Plattsburgh It’s not often you get to meet a real life action hero, but that’s the best way to describe 90-year-old Clayton Wray. Just don’t try to tell him that.
Wray was one of the World War II veterans who attended the most recent Honor Flight to Washington D.C. He is also a Silver Star recipient for his service with the 501st parachute infantry regiment of the 101st Airborne Division. Among his four campaigns in the European Theater, Wray was one of the famous “Battling Bastards of Bastogne,” a small contingent of American forces that held the tiny Belgian town of Bastogne against overwhelming German forces during the Battle of the Bulge. That battle may well have saved the war on the Western front.
“This was after we had just got back from Holland. We weren’t back two weeks when they broke through up in the Ardennes,” said Wray. “We were going up these logging roads (towards Bastogne), and we didn’t have nothing…didn’t have ammunition, we didn’t even have (winter) clothes.”

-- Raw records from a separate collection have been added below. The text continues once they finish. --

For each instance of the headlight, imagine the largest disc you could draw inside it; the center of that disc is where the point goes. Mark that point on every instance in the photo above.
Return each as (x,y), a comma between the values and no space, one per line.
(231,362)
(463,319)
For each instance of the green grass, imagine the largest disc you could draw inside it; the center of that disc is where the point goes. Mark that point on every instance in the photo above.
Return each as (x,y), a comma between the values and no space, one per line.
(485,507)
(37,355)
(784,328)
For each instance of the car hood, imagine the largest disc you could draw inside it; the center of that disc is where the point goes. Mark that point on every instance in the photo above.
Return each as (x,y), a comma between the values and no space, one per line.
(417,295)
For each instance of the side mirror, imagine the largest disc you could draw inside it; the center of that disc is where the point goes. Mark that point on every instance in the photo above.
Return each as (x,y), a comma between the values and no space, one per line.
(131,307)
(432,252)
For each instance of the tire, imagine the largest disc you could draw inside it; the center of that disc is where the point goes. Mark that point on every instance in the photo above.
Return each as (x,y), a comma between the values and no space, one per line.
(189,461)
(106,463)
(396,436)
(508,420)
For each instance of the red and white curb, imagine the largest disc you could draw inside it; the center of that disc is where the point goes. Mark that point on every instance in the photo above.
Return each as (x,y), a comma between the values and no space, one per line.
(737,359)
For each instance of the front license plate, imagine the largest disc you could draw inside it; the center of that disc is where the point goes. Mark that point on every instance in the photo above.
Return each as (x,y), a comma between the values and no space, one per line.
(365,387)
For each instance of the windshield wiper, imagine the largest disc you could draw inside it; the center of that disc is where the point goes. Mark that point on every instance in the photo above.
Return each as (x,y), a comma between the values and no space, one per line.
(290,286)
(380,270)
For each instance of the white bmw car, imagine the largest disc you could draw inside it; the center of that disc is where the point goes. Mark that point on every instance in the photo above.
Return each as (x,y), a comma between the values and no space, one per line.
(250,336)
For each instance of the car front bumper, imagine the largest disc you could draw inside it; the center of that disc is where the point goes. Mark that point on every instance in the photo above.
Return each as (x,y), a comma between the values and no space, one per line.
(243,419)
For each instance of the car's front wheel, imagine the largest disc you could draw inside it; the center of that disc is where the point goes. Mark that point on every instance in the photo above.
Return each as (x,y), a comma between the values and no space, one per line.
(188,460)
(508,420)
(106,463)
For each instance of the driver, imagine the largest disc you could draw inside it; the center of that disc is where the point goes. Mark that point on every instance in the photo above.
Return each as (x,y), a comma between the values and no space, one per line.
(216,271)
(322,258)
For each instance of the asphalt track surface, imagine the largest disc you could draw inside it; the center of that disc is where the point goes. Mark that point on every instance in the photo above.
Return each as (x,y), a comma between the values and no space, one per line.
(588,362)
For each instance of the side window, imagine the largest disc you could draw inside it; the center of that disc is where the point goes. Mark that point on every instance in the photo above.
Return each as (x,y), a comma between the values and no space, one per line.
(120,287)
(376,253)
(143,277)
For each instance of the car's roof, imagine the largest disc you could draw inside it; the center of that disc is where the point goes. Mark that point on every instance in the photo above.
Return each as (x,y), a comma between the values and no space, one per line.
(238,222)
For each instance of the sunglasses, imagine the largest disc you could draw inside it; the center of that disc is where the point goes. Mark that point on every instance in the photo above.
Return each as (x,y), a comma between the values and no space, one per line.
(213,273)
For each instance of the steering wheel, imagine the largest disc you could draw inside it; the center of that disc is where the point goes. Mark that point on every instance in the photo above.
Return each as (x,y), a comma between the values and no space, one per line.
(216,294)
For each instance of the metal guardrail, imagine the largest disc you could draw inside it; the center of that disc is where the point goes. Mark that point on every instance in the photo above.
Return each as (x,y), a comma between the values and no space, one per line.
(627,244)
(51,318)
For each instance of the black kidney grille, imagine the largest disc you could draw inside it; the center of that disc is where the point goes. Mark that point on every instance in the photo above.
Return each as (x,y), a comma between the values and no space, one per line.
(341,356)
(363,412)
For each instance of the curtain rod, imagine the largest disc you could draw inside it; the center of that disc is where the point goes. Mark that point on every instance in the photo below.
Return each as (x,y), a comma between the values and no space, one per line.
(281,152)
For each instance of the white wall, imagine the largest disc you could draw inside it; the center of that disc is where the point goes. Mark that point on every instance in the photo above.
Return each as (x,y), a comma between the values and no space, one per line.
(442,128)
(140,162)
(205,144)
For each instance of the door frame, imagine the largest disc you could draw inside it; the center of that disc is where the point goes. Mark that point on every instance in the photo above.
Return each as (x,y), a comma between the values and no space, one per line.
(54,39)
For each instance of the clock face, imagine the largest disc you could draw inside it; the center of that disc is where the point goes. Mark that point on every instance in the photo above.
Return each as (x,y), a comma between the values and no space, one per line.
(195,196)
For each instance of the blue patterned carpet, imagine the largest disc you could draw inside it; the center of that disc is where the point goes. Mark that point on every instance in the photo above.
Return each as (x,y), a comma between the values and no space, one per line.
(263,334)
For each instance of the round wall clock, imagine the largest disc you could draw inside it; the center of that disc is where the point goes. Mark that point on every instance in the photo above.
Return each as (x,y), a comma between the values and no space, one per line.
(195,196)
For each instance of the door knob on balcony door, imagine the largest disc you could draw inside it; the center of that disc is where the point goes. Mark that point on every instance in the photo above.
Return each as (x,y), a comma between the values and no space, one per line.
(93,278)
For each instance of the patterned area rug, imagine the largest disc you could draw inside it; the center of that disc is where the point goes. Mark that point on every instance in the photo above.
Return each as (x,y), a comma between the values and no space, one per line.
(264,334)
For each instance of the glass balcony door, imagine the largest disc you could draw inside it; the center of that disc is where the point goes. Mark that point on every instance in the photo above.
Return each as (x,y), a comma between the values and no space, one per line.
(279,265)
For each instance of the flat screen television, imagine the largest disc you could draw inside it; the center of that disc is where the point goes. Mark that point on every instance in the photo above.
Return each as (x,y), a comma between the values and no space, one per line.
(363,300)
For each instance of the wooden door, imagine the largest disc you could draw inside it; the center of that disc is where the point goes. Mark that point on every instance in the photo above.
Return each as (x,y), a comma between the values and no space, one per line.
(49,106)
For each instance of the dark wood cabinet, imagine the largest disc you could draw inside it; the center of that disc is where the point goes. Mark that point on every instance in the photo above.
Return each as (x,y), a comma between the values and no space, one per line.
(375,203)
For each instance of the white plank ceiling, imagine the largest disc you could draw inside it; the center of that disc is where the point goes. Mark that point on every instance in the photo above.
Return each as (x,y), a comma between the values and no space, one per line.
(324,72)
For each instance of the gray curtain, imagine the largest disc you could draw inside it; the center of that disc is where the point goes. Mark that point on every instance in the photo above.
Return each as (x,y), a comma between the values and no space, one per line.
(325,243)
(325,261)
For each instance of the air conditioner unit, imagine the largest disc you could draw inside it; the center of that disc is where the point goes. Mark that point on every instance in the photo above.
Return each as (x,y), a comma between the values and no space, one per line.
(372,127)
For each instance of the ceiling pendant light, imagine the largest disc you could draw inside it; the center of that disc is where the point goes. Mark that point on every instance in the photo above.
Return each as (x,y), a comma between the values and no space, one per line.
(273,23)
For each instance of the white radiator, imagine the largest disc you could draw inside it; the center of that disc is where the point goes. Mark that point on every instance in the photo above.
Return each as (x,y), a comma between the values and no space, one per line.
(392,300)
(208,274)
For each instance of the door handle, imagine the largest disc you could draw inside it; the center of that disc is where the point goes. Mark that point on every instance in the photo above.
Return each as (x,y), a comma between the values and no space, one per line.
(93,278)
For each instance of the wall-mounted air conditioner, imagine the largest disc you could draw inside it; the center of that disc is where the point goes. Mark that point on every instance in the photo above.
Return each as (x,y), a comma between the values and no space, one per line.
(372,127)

He tells of “stealing” ammunition and clothes from retreating American MPs they passed on those logging roads.
Wray was an Army medic. He was awarded the Silver Star for repeatedly putting himself in enemy fire to attend to wounded comrades in Bastogne, ultimately saving the lives of numerous soldiers.
“We had a job to do and we did it, and that’s all,” said Wray of the battle. “We had a job to do and we did it.”
When Wray was chosen to attend the Honor Flight, Wray’s son Clayton “Rob” Wray said Honor Flight director Dan Kaifetz secretly inquired of Rob’s sister if Clayton was planning to wear his Silver Star to Washington.
“She said ‘well he can’t, he put his Silver Star in my brother’s casket when my brother came back from Vietnam’,” Rob said.